Principal of Stettler elementary, middle schools believes balancing act can work for all students

With students returning to classes this week, the principal of Stettler elementary and middle schools is optimistic about several

With students returning to classes this week, the principal of Stettler elementary and middle schools is optimistic about several changes geared toward building educated and confident students.

This year, the schools embark on a one-year pilot project for one principal to administer two schools, to help reduce costs in the face of less funding.

“It’s an opportunity to analyze the very best learning environment for students,” said principal Sharon Fischer. “I see this as an administrative change only.”

Under the leadership of Clearview School Division, the dual model was designed to build a team of leaders for both schools.

Despite early opposition, the current administration vows the system can work.

“I don’t see any impact on students and we will continue to offer excellent programming at both schools, boast outstanding achievement results and educational and extracurricular opportunities for all students,” Fischer said.

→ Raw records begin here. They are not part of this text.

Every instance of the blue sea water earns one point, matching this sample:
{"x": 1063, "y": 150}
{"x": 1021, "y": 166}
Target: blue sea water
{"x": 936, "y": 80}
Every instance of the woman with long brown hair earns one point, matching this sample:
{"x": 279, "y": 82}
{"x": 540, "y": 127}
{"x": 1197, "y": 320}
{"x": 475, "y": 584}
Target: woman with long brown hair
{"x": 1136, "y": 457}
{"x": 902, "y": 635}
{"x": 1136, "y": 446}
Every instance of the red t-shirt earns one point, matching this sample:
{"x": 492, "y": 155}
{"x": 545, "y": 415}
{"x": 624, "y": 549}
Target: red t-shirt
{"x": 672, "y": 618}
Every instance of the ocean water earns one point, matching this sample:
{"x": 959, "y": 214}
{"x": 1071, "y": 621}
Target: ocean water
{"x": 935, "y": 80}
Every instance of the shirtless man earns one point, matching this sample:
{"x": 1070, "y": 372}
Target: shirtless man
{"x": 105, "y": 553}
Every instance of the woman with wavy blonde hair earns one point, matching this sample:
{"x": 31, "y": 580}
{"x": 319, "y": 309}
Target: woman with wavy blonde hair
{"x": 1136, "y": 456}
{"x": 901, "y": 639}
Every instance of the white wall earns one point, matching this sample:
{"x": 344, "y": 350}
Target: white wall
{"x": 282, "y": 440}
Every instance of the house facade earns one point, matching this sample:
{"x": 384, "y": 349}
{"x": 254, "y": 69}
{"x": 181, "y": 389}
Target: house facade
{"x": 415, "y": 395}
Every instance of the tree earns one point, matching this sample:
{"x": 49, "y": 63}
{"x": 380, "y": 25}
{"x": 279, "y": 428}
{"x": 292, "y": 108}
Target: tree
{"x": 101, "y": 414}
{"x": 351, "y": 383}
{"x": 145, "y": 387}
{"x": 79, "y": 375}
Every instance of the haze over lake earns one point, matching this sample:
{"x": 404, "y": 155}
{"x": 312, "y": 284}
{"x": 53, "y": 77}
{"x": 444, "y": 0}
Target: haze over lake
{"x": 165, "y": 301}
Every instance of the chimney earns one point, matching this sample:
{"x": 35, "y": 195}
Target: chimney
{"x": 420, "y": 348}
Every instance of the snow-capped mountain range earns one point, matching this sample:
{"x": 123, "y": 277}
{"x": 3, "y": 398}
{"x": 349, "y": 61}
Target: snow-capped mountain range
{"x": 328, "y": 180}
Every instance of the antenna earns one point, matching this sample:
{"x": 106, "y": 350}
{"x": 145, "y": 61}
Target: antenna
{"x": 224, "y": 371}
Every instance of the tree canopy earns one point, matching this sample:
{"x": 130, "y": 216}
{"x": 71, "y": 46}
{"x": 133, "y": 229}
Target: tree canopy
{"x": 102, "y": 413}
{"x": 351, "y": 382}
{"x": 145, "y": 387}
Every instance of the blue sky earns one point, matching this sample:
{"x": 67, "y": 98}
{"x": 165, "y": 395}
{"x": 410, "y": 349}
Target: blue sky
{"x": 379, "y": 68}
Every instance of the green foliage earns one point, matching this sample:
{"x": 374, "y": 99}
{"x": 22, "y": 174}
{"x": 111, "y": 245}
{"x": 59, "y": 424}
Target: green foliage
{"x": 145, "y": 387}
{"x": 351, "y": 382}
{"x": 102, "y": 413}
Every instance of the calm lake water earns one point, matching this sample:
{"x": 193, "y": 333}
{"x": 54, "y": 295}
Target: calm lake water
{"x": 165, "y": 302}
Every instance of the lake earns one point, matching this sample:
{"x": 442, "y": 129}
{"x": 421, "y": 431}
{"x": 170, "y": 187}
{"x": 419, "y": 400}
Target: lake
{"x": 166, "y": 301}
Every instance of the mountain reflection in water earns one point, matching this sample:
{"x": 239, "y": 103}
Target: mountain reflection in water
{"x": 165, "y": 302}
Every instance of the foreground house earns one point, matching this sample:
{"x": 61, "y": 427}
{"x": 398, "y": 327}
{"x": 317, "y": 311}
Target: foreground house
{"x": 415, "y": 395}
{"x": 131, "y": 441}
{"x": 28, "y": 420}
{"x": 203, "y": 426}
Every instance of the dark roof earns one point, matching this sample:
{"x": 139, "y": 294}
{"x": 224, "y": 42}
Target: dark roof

“We have excellent staff and fantastic students in both schools, which will make for a smooth transition and operations.”

Fischer said she’s pleased that the board will analyze the concept with an independent study by two university students. The division consults with the University of Calgary and the University of Alberta, along with the community.

With 300 students projected for the middle school (6 to 8) this September and 550 elementary students from kindergarten to Grade 5, Fischer will oversee about 850 students.

This year, the middle school welcomes two new teachers — David Teasdale from Stettler Outreach School while Luke Peters moves down the hall from William E. Hay Composite High School to teach physical education and Grade 6 classes for language arts and social studies.

Fischer said the current staff at the elementary will be maintained.

She’s also excited about potential for both schools as they pursue the Leader in Me initiative (a program based on Steven Covey’s “7 Habits” success model specifically designed for schools).

“This program adds another level of character building for our student body and all staff being trained,” Fischer said. “It will bring a common language and culture in both schools and all students will benefit from this program.”

To start, 16 classrooms will be participating in the program this school year, and all staff from both schools participate in “7 Habits of Highly Effective People” training this week.

Last Friday, the 16 staff that will institute the program in the new school year received further training in the “Leader in Me” program.

The local Kinettes have offered to sponsor one classroom up to $750 to help with the program.